According to a recent press release from UK Finance on April 15th, the consortium is initiating the “UK Regulated Liability Network” experimentation phase.
This phase involves leveraging a “shared ledger” mechanism to streamline the complexities of cross-border transactions.
Lee Braine, the Chief Technology Officer at Barclays, expressed optimism about the potential of these experiments to enhance customer experiences and mitigate market fragmentation in retail payment ecosystems.
Gilbert Verdian, CEO of Quant, provided insights to Bloomberg, suggesting that participating firms are expected to engage with the trial platform for a duration of two to three years before contemplating commercial implementation.
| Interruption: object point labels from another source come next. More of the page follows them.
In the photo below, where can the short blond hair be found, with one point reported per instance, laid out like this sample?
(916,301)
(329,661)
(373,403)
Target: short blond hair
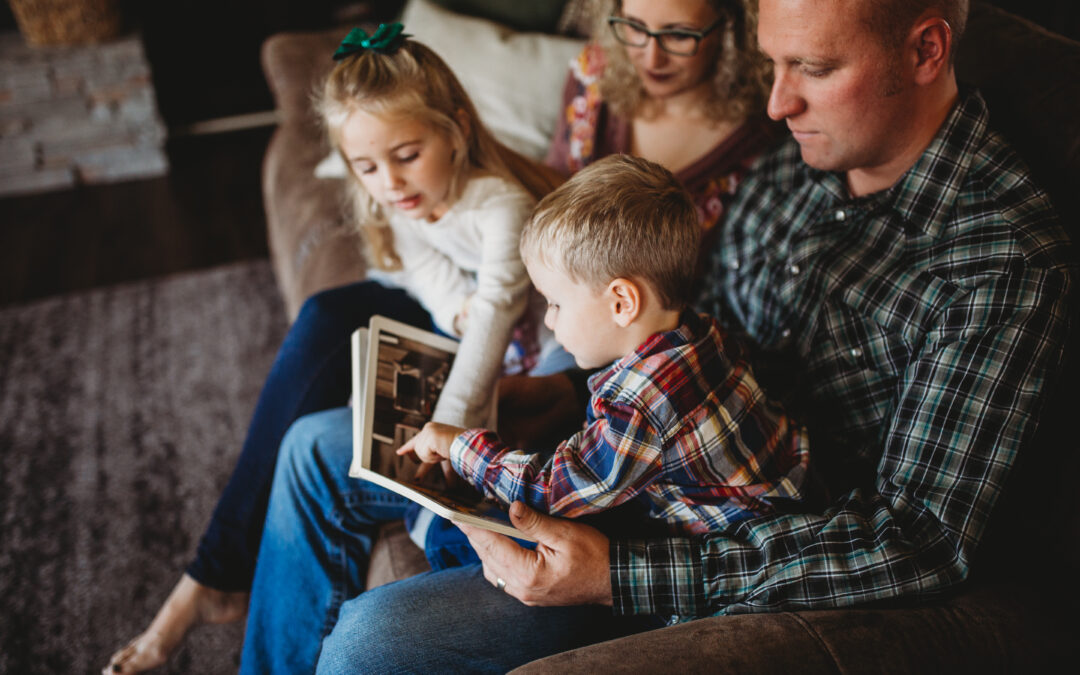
(621,216)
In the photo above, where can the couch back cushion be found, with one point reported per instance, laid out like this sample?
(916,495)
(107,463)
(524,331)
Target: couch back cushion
(1030,79)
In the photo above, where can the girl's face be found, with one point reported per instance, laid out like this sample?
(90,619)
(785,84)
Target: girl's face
(405,164)
(665,75)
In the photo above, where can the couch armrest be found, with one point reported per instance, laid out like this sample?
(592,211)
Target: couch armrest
(998,629)
(313,245)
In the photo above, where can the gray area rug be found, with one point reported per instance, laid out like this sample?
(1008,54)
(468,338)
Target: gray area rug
(121,415)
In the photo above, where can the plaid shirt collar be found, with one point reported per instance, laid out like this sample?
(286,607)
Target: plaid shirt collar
(690,326)
(927,193)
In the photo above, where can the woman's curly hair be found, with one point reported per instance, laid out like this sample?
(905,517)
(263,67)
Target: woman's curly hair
(740,80)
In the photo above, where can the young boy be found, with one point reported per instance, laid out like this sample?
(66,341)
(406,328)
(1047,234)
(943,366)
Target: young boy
(677,423)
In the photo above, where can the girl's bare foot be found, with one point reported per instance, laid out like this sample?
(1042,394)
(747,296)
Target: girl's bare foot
(189,604)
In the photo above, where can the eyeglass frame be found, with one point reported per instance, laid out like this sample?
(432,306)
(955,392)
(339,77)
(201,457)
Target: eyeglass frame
(657,35)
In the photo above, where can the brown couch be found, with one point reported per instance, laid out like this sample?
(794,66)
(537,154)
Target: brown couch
(1003,619)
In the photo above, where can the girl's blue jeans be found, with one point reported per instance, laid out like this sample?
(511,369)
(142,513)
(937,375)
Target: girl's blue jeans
(308,604)
(311,373)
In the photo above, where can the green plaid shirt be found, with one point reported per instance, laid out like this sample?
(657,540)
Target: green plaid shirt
(928,320)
Apart from banks and Quant, key payment systems such as Mastercard, NatWest, Nationwide, and others are actively engaged in this pioneering pilot program.
Scheduled to run until the summer of 2024, the experimentation phase will meticulously evaluate various aspects, including customer and business benefits, technical feasibility, and legal frameworks surrounding shared ledger settlement systems.
Although details regarding the specific blockchain network for the “shared ledger” remain undisclosed, there is a broader trend of entities exploring the integration of tokenization services with existing products.
Notably, in early April, GF Securities, an investment banking firm based in Hong Kong, made waves by launching a local tokenized commercial paper on the Ethereum blockchain.